労働者ギルドに着くと、何やら騒がしい。時間帯的に昼前だから、こんなに騒がしいはずはないのだ。労働者ギルドは基本的に日の出から日没をやや過ぎた時間帯まで開いている。閉まった後は、夜間部入口で対応しているが、労働者ギルド所属している業種店舗などが閉店を迎える時間には、労働者ギルドも営業終了する。その為、早朝と日没前後が一番混むのだ。案の定、会員が多くて騒がしいのでは無いようだ。ギルド職員が、やや騒めいている感じだ。仁は受付にいたシモナに聞いてみる事にした。
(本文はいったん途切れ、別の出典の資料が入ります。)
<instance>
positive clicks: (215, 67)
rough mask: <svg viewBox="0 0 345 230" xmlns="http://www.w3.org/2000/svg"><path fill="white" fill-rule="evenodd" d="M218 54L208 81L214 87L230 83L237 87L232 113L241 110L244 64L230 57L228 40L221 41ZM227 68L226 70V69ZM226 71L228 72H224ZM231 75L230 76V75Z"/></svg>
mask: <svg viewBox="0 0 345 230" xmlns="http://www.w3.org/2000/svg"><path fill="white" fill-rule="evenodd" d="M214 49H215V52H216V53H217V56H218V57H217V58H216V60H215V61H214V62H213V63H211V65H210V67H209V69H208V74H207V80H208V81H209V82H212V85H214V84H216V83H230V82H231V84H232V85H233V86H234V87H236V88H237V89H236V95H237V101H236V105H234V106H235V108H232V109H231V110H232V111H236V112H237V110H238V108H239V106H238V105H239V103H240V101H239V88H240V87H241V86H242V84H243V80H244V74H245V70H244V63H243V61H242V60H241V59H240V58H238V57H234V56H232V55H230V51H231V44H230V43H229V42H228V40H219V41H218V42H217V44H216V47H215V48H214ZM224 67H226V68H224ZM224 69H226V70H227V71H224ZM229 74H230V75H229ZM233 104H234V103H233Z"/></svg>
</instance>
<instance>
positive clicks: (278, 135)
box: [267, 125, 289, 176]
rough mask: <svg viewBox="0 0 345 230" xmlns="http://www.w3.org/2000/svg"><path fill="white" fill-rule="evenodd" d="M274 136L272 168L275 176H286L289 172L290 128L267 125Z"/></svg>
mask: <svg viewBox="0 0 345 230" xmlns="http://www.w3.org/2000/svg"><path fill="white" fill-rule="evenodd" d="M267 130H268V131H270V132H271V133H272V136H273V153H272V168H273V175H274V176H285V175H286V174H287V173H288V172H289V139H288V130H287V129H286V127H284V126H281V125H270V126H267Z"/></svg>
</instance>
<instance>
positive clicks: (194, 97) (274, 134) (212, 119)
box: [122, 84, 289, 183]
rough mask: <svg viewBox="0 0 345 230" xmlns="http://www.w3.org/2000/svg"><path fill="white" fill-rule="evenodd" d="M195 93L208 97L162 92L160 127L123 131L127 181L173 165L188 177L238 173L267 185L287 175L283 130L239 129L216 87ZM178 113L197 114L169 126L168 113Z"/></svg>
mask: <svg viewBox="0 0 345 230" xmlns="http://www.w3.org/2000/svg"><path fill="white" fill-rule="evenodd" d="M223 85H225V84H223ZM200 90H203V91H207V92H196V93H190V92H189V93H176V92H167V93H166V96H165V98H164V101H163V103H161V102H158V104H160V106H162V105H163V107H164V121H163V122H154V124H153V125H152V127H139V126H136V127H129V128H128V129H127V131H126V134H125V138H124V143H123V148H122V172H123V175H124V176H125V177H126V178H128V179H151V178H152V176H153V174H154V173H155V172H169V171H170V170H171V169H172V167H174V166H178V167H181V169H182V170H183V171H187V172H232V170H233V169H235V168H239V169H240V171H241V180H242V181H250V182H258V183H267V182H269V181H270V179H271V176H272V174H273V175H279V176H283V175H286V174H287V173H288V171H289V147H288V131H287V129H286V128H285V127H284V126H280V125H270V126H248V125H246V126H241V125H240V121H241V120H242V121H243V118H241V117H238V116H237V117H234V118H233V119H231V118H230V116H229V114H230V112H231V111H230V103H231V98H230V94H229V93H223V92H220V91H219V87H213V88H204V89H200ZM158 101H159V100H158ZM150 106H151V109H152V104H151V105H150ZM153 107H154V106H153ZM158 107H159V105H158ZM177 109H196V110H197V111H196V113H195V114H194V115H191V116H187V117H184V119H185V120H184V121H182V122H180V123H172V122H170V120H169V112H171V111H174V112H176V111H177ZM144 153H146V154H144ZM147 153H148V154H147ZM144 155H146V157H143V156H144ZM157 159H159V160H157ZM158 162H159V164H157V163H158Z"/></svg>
「やあ、シモナ。今日はどうした?何やら浮き足立っている感じだが」
「あ!ジン卿、今はまずいです。個別対応室に行きましょう」
「なんで?」
「ジン卿に会わせろって、エウロパ王国労働者ギルド本部長が来てて、ギルマスとサブマスが頑張って押さえているんですよ」
各ギルド内だと
ギルマスとサブマスと言う呼び方なのね
「父さんが?いいよ。会うよ。会いたかったし」
「えええ???本部長の息子さんなんですか?ジン卿は」
「元の世界でね」
「あ、ああ。ジン卿は召喚者でしたね」
「仁が来てるって聞こえたぞ」
「「本部長待ってください!!」」
「やあ、親父相変わらずか?ブチ切れると周りに迷惑かける癖、こっちに来ても同じとか、最悪だぞ」
「あ、すまん」
「謝るのは、俺に対してじゃないだろうがよ。それとも、元の世界みたいに、身体に恐怖を刻み込もうか?!あっちじゃ、母さんの役目だったけど、俺だって、今じゃ、災害級くらいなら数太刀で倒せる力はあるぜ。生かさず殺さずでヤレるぞ」
「さ、災害級を数太刀で?!gkbr・・・。皆さん、申し訳ありませんでした」
「本部長が謝った!!?」×20程度
「てか、親父、何で村人なんてやってる。隠蔽偽装Ⅶで隠したつもりか知らんが、魔法適性あるじゃねーか。そのステータスとスキルなら、適正は魔闘士か魔法槍士か?しかもそのレベル。この世界の常識覆せる存在じゃねーか。」
「えええ??!!!」×20程度
「おまっ!?勝手に鑑定するな!!しかも、俺のユニークスキル突破しやがって」
「うっせーよ。どうせ、面倒くさいって理由で村人になったんだろうが。その癖、USAランク並みに魔物は倒してないとそのレベルにはなれんだろうが。嘘つきは嫌いだったんじゃないのか」
「あう。ごめんなさい」
「なんだ、図星かよ。昔から嘘が下手だったからな。どーせ、そんなにユニーク持って生まれたから、人生を謳歌しようとか考えたんだろ?」
「仰る通りです」
「はぁ、仕方ねーな。父さん、家族はいるか?」
「あ・・・ああ、妻と子どもが・・・5人いるよ」
「それについては、咎めね〜よ。こっちではこっちでの人生があるしな。母さんみたいに探そうとしなかったのか?」
「す、すまん。近隣にはいなかったから」
「まぁ、普通いるとは思わんか。ならいいよ。ギルドの皆様、この事については、どうぞ、内密にお願いします。責任はこのジン・ミツルギが持ちます。ただし、もし、本人が言ってなくて、どこかからその話が流れた場合、私を敵に回すと考えて下さいね」
「gkbr」×20程度
「いいのか?仁」
「親父には、親父の生活があるだろう?いいよ。気にすんな。だが、きちんと各関係機関には、謝れよ。隠してるところは、言っても言わなくても構わねーよ。どうせ、レベルのことは、USSに成るとしたら、俺のレベルで、公表するつもりだったし、今日連れてきたこいつらがすでにJOBLv.131になってるから、こいつらが良ければ、公表するさ」
「Lv.131?!」×20程度
「あ、美奈子ちゃん、すみれちゃん、杏ちゃん久しぶり」
「「「おじさま、お久しぶりです」」」
美奈子たちは、全員Aランクに登録された。ギルド規定については、杏の作った衣類を納入し、審議されたのち改定に成るだろうとの話だった。ちなみに、レベルについての公表は無しになった。みんなの希望は、仁が必要性を感じた時に、公表すればいいということだった。その後、旧交を温めたあと、親父は、ランフスの街に帰っていった。